One of the most common questions surrounding alcohol abuse is whether or not it has anything to do with depression. It is a well-known fact that drug abuse tends to have an effect on a person’s state of mind. It is entirely possible for a substance use disorder such as alcohol dependence to lead to a mental illness such as depression.

But it is important to take a look at the exact relationship between these two disorders. How are they connected? Do they really cause one another? If you or someone you love is struggling with depression or alcohol abuse, you may want the answer to these questions.

Here we will be talking about depression, the different types of depressive disorders, and how alcohol ties into them. Let’s take a closer look.
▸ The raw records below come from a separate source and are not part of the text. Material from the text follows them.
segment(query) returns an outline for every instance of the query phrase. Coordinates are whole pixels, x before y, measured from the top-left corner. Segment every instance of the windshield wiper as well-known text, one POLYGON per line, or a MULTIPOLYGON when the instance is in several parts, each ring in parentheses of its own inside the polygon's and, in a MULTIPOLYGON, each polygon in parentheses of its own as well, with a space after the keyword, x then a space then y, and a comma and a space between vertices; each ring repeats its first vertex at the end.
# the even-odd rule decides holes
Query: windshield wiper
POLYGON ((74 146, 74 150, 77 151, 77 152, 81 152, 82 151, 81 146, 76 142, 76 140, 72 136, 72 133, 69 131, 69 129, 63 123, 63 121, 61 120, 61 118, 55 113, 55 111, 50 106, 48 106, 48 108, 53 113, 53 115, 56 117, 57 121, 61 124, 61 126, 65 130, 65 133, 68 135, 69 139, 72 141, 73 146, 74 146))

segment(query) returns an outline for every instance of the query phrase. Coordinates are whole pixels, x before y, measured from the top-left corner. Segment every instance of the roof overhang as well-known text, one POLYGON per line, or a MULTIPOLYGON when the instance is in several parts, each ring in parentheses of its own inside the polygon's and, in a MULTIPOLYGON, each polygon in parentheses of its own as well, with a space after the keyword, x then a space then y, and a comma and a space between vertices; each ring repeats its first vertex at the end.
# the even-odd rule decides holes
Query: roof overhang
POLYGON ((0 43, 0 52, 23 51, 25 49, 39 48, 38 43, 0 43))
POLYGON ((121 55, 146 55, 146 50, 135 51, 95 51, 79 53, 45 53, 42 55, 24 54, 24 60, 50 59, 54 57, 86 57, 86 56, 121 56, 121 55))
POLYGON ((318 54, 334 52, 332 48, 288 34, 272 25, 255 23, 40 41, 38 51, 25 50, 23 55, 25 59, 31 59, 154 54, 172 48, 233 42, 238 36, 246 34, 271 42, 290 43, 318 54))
Is Alcohol Use Disorder Tied to Depression?

Alcohol use disorder (AUD) and depression are often interconnected and have the potential to influence each other in complex ways. Before we get into detail about this, it is important to note that AUD and depression are distinct conditions. However, they do co-occur very often. When they do, they tend to exacerbate each other’s symptoms.

Research has previously shown that there is a bidirectional relationship between depressive disorders and alcohol use disorders, meaning both can exist together, worsen each other’s symptoms, and increase the risk for the other disorder.

Individuals with depression may be more vulnerable to developing alcohol use disorder. Some people with depression turn to alcohol as a means of self-medication, hoping it will alleviate their symptoms temporarily. It goes without saying this is not a good idea since alcohol is a depressant and can worsen depressive symptoms in the long run.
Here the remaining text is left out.